Une connaissance plus fine de l’élève

Par ailleurs, à la fin de chaque cycle (CE2, 6e et 3e), une fiche fera le bilan sur les huit compétences que l’élève devra avoir acquis à seize ans dans le cadre du socle commun (langue française à l’oral et à l’écrit, langages mathématiques, scientifiques et informatiques, méthodes et outils pour apprendre…). « Une sorte de check up général », comme l’a défini la ministre. Avec quatre critères d’appréciations : maîtrise insuffisante, fragile, satisfaisante, très bonne.

Cette évaluation par compétences changera la donne, selon la ministre de l’Education. « Elle permettra une appréciation plus qualitative des forces et des faiblesses de l’élève », a-t-elle indiqué mercredi. Un avis que partage Christian Chevalier, secrétaire général du syndicat Se-Unsa : « Pour juger les compétences des collégiens, les enseignants de différentes matières vont devoir se concerter. Ce regard croisé sur l’élève va permettre d’affiner son portrait », estime-t-il. Reste que pour Frédéric Rolet, cosecrétaire nationale du Snes, ce système de co-évaluation des enseignants va leur poser problème : « Cela va leur demander énormément de concertation », insiste-t-elle. Et les conseils de classe ne suffiront pas pour accorder leurs violons.

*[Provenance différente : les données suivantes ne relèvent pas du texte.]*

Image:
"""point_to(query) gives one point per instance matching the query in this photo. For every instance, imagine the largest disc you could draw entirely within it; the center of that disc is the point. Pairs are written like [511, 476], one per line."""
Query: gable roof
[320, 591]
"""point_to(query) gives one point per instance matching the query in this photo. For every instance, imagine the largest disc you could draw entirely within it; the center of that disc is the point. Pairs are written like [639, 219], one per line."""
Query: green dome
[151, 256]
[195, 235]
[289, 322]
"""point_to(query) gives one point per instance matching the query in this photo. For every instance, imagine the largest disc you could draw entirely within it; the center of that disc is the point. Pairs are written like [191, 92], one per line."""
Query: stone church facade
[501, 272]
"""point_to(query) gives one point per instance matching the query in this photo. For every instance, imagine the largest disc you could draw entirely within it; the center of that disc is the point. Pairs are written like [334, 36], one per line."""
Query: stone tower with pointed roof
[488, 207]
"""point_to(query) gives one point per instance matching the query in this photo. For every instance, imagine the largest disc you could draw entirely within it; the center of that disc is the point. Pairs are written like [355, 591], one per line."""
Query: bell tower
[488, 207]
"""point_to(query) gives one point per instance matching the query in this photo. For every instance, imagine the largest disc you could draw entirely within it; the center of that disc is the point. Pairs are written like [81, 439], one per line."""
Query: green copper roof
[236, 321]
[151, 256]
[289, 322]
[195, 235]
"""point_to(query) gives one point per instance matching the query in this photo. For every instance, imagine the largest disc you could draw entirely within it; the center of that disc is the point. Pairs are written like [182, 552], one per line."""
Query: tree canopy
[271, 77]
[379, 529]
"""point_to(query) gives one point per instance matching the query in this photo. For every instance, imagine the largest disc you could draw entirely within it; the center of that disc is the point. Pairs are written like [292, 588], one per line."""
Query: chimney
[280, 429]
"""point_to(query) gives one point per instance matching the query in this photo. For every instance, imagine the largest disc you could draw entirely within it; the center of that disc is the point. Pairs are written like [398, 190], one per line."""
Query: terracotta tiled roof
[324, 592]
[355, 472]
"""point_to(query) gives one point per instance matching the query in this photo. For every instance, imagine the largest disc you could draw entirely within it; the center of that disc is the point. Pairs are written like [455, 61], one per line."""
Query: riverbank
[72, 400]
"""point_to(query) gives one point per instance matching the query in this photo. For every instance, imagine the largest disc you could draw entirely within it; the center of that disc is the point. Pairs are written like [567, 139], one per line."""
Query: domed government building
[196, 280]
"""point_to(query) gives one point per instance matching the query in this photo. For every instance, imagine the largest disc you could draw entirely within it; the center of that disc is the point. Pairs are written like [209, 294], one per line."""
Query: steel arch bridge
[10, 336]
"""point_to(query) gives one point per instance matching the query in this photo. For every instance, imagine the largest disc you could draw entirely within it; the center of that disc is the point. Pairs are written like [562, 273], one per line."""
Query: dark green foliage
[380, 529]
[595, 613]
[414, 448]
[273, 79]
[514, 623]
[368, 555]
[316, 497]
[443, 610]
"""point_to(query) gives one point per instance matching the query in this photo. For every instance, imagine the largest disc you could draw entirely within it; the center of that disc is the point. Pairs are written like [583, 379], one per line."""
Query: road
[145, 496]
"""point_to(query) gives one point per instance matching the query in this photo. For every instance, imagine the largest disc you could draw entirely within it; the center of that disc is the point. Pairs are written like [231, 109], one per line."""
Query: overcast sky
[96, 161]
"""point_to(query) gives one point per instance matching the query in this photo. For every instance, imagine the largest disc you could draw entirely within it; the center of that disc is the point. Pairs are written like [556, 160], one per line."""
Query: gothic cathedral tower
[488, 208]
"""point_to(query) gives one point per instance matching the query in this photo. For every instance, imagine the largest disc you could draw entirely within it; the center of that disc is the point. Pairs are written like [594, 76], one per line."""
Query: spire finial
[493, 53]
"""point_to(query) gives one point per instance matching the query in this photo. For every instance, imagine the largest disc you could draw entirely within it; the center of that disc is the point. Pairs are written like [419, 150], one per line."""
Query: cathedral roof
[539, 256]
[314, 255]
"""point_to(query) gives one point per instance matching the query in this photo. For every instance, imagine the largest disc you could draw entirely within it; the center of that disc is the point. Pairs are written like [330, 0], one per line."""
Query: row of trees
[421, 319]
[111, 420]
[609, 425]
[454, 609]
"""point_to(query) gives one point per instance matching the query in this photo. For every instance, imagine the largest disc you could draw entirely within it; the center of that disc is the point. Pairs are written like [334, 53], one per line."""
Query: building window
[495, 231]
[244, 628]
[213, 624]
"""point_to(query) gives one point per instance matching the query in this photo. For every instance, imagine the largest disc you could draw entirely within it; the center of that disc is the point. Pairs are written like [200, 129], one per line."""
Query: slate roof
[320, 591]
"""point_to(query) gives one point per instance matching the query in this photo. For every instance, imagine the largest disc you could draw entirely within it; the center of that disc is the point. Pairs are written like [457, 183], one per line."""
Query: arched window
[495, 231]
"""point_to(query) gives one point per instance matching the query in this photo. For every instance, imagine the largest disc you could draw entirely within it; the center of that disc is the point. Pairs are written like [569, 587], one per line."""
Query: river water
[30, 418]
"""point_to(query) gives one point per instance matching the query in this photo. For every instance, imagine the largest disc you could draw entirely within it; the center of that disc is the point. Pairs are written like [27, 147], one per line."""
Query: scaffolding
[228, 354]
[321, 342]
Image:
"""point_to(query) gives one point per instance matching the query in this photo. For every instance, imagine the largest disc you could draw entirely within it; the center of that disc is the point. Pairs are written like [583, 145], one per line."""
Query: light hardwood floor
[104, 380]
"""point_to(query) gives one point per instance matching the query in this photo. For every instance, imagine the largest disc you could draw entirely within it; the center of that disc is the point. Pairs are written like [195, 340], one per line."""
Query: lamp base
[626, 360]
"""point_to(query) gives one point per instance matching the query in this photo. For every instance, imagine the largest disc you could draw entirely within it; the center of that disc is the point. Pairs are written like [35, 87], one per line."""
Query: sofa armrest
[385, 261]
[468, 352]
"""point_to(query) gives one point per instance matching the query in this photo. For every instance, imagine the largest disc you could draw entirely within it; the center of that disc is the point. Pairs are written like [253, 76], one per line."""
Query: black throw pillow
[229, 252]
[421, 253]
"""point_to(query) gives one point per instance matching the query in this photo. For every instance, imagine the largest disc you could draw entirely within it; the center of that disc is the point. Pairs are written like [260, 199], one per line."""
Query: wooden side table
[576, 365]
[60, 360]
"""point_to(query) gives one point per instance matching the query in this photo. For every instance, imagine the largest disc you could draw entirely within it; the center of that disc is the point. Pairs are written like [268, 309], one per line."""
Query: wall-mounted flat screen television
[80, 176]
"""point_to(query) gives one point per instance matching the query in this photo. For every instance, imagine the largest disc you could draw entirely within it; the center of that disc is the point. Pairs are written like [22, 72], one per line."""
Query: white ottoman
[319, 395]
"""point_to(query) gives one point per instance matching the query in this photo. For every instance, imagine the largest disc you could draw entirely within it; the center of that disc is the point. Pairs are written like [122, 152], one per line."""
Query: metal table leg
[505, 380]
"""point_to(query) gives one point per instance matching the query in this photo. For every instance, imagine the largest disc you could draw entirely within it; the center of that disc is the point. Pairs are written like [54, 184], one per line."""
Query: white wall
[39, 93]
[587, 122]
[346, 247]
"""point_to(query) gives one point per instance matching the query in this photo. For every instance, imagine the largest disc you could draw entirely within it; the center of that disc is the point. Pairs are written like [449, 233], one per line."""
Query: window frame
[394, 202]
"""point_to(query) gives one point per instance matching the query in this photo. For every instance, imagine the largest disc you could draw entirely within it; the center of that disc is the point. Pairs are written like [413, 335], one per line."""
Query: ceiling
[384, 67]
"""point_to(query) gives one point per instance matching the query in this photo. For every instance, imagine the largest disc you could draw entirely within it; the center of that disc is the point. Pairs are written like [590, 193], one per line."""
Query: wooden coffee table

Des élèves davantage valorisés

Selon Najat-Vallaud Belkacem, ce nouveau système devrait aussi faire en sorte que « l’élève ne soit plus résumé à des moyennes. On donnera à voir sur son livret scolaire plus que ses seules qualités académiques », a-t-elle insisté. Christian Chevalier approuve aussi le fait que « l’évaluation de l’élève ne soit plus uniquement fondée sur son savoir encyclopédique, ce qui sera plus gratifiant pour lui ».

Cette évaluation par compétences permettra ainsi de valoriser davantage les élèves, qui ont des mauvais résultats académiques, mais qui ont d’autres savoirs faire : « un élève très engagé dans vie de son lycée pourra par exemple être très bien évalué dans l’item "formation de la personne et du citoyen" », explique la ministre.

Reste un dernier écueil pour Frédérique Rolet : le système d’évaluation proposé par la ministre, composé de bulletins trimestriels et de bilans tous les trois ans et mêlant notation traditionnelle par discipline et évaluation par compétences risque d’être « peu lisible pour les familles », car trop complexe.